Big Data is shaking up everything, from education, economics, businesses and the sciences: the changes may be as big as the ones introduced by the printing press. As promoted, its biggest impact is that now we don’t need to research how to automate and teach a computer to do things: just inferring probabilities from big amounts of data is enough.
In the past, data collection, storing and analyzing methods were expensive and time consuming: in the year 2000, digital information was just one-quarter of the world’s stored information. Now we can easily capture and store ever-growing amounts of data: today, only 1% of all the stored information is non-digital, since the digital data is growing exponentially.
But behind the Big Data hype, there’s also Big Unawareness of statistical sciences:
- Big data may allow to cheat and work backward (data->analysis->conclusions from correlations), but correlation does not imply causation and the traditional scientific method is not to be forgotten. The same statistical error may be made on a grander scale.
- Statistical models and scientific understanding are yet needed, since more data brings more spurious patterns that obscure a constant number of the genuine insights: the signal to noise ratio quickly drops to zero without careful analysis. The mind frame of the researcher is as important as always: the only answers to be found are the ones that the researcher is looking for.
- More data doesn’t always mean more accuracy: the bigger the data set, the more likely it is to have errors and the higher the number of false positives inferred.
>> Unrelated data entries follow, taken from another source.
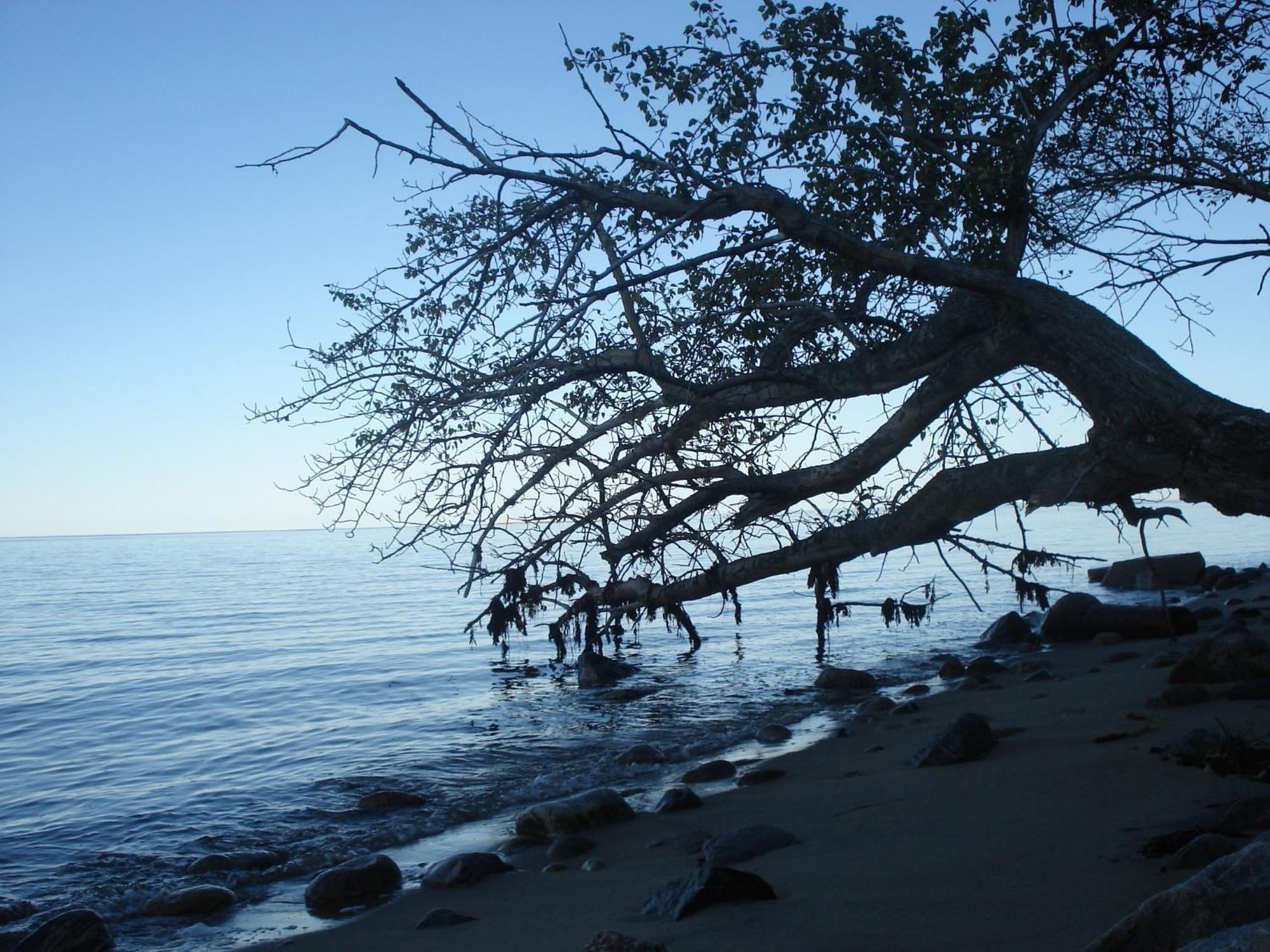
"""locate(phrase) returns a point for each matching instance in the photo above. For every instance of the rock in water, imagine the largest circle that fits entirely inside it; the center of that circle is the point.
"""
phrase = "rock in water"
(354, 884)
(595, 671)
(968, 739)
(464, 870)
(238, 860)
(196, 901)
(1166, 572)
(1245, 939)
(15, 909)
(705, 888)
(711, 771)
(742, 843)
(384, 800)
(678, 799)
(763, 775)
(1009, 629)
(73, 931)
(845, 680)
(774, 734)
(582, 812)
(1231, 892)
(438, 918)
(1233, 654)
(641, 755)
(610, 941)
(1079, 616)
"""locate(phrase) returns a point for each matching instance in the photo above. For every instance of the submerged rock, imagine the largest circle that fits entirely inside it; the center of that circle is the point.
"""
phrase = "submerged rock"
(358, 883)
(15, 909)
(196, 901)
(596, 671)
(678, 799)
(742, 843)
(1164, 572)
(464, 870)
(774, 734)
(1009, 629)
(845, 680)
(582, 812)
(970, 738)
(238, 860)
(641, 755)
(383, 800)
(711, 771)
(707, 888)
(70, 931)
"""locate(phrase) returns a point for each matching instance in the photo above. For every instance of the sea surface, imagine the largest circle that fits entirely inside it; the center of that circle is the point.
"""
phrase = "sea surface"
(163, 697)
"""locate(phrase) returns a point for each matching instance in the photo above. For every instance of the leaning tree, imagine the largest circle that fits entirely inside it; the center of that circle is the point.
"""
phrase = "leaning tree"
(645, 355)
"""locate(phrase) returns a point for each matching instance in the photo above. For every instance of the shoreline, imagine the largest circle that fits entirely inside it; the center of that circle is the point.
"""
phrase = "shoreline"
(1034, 847)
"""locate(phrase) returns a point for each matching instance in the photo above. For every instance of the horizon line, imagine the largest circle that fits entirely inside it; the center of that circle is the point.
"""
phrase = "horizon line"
(177, 532)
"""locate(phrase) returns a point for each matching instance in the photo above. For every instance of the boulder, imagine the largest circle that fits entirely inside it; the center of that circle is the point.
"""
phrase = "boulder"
(70, 931)
(464, 870)
(1231, 892)
(774, 734)
(970, 738)
(763, 775)
(438, 918)
(1009, 629)
(384, 800)
(571, 847)
(845, 680)
(707, 888)
(985, 666)
(610, 941)
(354, 884)
(582, 812)
(623, 695)
(1165, 572)
(678, 799)
(595, 671)
(238, 860)
(15, 909)
(742, 843)
(642, 755)
(1244, 939)
(1079, 618)
(711, 771)
(1203, 851)
(196, 901)
(1233, 654)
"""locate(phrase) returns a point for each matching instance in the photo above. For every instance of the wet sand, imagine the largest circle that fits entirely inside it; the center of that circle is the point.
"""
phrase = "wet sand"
(1033, 849)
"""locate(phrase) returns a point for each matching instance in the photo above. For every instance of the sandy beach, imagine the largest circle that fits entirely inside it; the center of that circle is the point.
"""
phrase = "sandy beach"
(1034, 847)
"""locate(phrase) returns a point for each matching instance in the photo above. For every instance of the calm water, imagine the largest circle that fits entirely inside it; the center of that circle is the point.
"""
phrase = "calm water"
(170, 696)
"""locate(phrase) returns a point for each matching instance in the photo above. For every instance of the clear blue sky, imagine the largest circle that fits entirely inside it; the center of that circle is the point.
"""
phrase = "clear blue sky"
(145, 282)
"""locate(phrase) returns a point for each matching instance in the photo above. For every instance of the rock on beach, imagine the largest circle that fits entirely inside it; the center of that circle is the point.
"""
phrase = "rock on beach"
(358, 883)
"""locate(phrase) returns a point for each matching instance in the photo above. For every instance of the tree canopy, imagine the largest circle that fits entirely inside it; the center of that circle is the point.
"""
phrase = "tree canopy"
(642, 355)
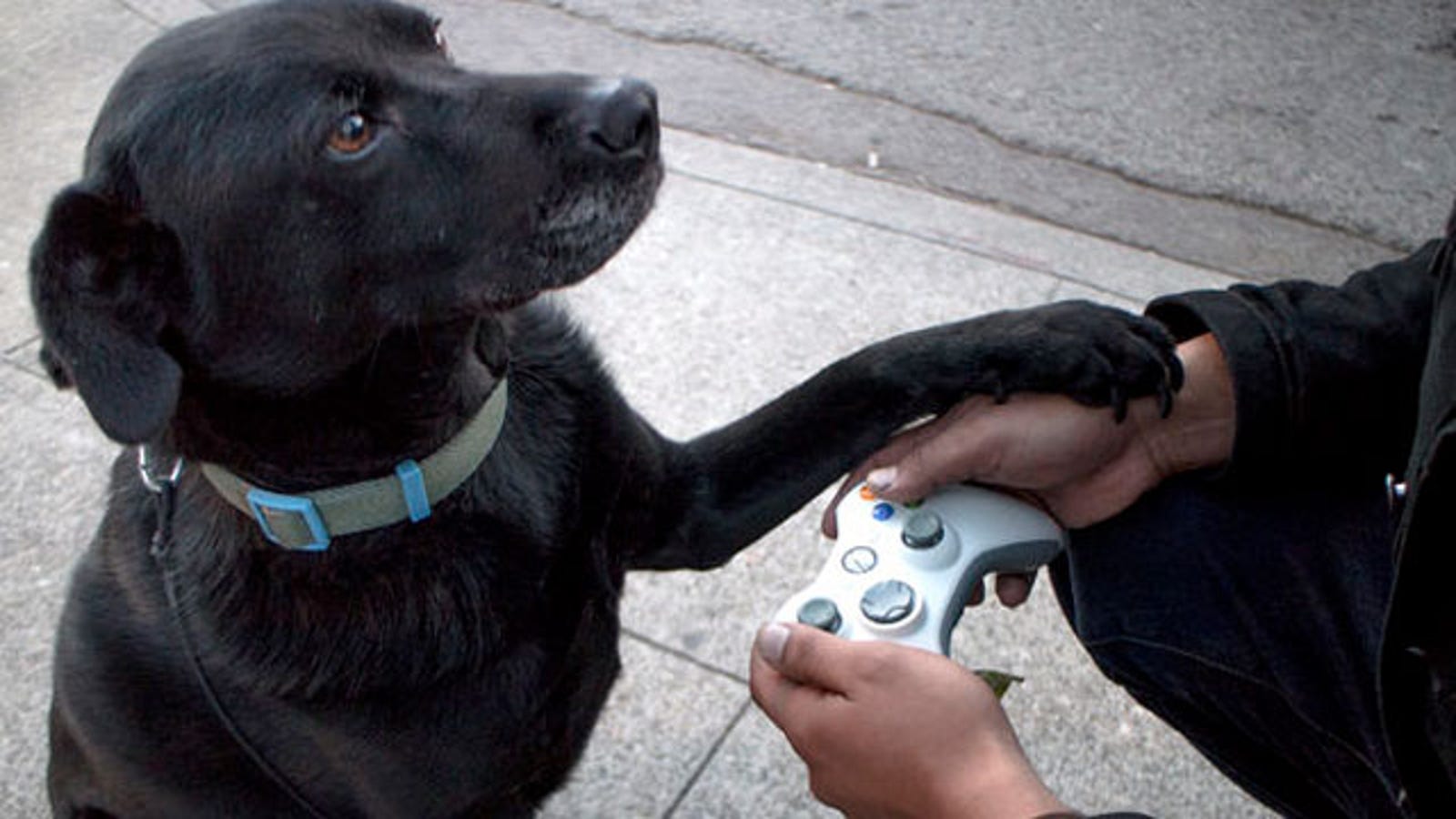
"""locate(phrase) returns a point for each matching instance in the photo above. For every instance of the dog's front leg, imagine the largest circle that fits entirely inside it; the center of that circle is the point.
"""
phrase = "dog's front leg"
(713, 496)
More data may not cancel out errors and carefully sampled subsets may still outperform.
- Not everything can be captured, the question about what is missing is still there and sampling bias and error must still be considered: sampling bias is more impactful that sampling error, since there always the question of what underlying population has been captured by the data.
In the other words, Big Data does not equal Big Insights: science, deep reasoning and proper inferencing are as necessary as ever, and statisticians are beginning to modify and fine-tune their toolsets: as a remedy, I predict that tools from the Automated Reasoning field will also be increasingly adopted to fight this data avalanche.